Per quanto concerne i dati riguardanti l’Italia (Tab.6 e Graf.6) va evidenziato il fatto che non possono essere fatti utili confronti con quelli omogenei degli altri paesi poiché si sono rilevate solo le aziende con più di 20 dipendenti; in questo modo restano fuori le cosiddette piccole imprese che rappresentano nel nostro Paese una quota e un peso economico molto rilevante.
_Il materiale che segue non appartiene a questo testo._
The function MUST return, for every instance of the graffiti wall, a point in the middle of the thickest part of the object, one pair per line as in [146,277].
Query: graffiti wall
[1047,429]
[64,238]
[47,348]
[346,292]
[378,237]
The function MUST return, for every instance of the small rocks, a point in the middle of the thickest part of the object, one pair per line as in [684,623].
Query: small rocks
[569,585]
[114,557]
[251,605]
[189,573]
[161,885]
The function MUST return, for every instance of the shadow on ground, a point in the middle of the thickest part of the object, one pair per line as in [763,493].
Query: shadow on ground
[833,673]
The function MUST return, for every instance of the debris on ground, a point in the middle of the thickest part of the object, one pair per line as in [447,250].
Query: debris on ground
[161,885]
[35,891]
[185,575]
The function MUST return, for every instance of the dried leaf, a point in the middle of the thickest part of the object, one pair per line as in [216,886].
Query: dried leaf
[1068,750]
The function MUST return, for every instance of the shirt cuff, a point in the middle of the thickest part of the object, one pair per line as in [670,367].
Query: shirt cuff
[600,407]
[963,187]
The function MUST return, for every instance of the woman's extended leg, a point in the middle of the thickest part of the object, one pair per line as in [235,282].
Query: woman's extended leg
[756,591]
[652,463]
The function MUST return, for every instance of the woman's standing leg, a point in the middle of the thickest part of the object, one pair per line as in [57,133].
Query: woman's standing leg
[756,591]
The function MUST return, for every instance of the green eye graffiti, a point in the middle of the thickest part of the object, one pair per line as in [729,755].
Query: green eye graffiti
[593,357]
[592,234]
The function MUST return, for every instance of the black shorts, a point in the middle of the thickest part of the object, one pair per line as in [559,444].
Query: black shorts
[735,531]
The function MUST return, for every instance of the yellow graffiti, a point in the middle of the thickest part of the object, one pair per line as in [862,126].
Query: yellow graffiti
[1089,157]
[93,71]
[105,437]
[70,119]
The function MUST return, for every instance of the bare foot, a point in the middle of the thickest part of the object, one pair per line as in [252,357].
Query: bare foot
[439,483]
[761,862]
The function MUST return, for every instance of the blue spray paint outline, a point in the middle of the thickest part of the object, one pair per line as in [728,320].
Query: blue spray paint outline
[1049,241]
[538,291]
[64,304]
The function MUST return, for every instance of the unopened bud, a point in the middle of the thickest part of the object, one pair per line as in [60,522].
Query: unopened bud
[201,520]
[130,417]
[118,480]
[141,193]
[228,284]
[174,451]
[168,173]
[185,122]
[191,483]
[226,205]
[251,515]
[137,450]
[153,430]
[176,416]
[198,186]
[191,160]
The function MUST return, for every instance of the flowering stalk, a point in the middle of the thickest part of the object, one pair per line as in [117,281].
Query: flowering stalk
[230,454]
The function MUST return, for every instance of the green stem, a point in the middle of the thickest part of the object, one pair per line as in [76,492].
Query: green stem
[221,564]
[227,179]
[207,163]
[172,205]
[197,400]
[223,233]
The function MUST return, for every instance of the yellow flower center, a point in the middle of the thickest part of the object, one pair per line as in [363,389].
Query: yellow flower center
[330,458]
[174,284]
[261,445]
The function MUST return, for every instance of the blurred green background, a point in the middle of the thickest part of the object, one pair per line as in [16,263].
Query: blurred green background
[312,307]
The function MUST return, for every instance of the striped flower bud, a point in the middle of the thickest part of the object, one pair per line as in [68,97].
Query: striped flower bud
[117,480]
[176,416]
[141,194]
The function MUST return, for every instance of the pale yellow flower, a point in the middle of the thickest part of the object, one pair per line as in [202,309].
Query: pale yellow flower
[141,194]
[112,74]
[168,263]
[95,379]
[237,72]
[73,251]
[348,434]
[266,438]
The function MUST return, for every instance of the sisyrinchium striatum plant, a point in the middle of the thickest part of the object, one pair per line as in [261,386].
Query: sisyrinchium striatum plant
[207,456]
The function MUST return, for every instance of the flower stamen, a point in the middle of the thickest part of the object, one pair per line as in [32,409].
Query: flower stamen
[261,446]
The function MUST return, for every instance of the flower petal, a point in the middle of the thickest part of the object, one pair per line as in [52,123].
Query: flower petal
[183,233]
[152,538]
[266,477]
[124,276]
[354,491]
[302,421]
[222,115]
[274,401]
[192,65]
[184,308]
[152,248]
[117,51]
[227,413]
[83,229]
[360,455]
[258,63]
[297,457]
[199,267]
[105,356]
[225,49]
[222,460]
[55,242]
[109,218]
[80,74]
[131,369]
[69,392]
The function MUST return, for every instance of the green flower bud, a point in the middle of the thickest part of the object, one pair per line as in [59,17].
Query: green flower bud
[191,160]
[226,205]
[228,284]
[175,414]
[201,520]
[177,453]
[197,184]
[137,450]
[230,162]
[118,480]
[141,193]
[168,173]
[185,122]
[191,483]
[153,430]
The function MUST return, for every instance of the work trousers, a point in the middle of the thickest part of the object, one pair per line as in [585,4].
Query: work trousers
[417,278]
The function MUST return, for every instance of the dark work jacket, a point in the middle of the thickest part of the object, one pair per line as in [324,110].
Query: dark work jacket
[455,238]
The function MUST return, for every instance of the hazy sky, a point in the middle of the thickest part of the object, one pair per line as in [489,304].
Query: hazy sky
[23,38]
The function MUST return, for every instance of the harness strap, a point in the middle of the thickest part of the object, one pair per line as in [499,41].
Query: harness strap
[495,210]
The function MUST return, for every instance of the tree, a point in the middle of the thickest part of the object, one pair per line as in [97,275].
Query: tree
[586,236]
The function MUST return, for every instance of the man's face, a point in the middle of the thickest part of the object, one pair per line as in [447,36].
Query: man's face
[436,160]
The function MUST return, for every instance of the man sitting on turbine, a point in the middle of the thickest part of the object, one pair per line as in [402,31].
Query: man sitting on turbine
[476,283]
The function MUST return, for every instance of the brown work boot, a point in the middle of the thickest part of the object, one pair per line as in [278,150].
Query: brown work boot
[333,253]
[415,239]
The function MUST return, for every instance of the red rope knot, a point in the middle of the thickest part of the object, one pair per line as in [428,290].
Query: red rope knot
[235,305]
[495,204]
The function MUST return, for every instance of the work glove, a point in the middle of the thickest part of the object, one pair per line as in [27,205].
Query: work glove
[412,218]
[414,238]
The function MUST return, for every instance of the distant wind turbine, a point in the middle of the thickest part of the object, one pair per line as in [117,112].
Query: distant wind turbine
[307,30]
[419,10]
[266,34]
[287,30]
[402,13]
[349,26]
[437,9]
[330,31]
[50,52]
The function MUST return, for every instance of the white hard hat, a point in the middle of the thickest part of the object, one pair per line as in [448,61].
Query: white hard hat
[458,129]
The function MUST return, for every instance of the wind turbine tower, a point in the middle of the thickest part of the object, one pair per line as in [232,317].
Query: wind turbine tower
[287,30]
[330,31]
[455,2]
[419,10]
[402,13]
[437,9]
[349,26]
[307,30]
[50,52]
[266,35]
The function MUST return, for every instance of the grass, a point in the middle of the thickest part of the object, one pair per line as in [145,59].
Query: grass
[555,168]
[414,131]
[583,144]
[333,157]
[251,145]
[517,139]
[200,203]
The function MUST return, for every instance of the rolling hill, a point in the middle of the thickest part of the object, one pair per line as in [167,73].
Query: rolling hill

Dall’analisi della Tab.7 e Graf.7 va rilevato comunque che, pur essendo molto difficile effettuare dei confronti efficaci tra i vari paesi a causa della disomogeneità dei dati, in tutte le situazioni esaminate risalta un dato univoco: la presenza elevata delle imprese pubbliche e le ricadute positive in termini macroeconomici nei sistemi produttivi e il peso fondamentale nell’economia generale di questi paesi. Tale situazione si è mantenuta fino all’avvio del cosiddetto “intenso processo a tappe forzate” di privatizzazione che ha interessato, anche se in formee con tempi diversi, i maggiori paesi europei dal 1982 ad oggi (Cfr. Graf.8).

 


[1] Parris H. et al.: “L’impresa pubblica nell’Europa occidentale”, Franco Angeli, Milano, 1988, pag. 14. In sostanza comunque l’impresa pubblica viene considerata nel Trattato dell’U.E. “.... in due distinte accezioni. Anzitutto è impresa pubblica quella in cui l’influenza dominante dei pubblici poteri si esercita attraverso diritti e facoltà inerenti alla proprietà od alla partecipazione finanziaria indipendentemente dall’attività svolta (si pensi alla miriade di società in partecipazione statale). In secondo luogo va considerata pubblica l’impresa esercente una attività ad inerenza pubblicistica per la quale l’ordinamento interno prevede la possibilità di deroghe al regime ordinario delle libertà di iniziativa sino al limite della sua completa soppressione, con il contestuale affidamento riservato (nel nostro ordinamento sicuramente trasporti, telecomunicazioni, energia, acquedotti, attività portuali, ecc.) ai pubblici poteri, i quali possono esercitarla direttamente (con amministrazioni a personalità indistinta) o a propria volta affidarne lo svolgimento (in esclusiva anche per singoli aspetti) ad enti costituiti appositamente, società in proprietà comune o di proprietà privata ( nel caso dello svolgimento delegato dell’attività in riserva i diritti speciali od esclusivi saranno per lo più conferiti utilizzando gli schemi organizzatori della concessione).”, in Amorelli G., “Le privatizzazioni nella prospettiva del Trattato istitutivo della Comunità Economica Europea”, CEDAM, Padova, 1992, p.28-29.

[2] “Gli Stati membri non emanano né mantengono, nei confronti delle imprese pubbliche e delle imprese cui riconoscono diritti speciali o esclusivi, alcuna misura contraria alle norme del presente Trattato.....”; le imprese di cui si parla nella norma sono quindi assoggettate alle regole della concorrenza.

[3] Cfr. Amorelli G.., “Le privatizzazioni...”, op. cit., pag.242-243.

[4] Va ricordato che questi dati si riferiscono solo alle aziende pubbliche intese in senso stretto, ossia le aziende autonome (Poste, Telefoni, ecc.) ed aziende municipalizzate (gas, trasporti, elettricità, ecc.).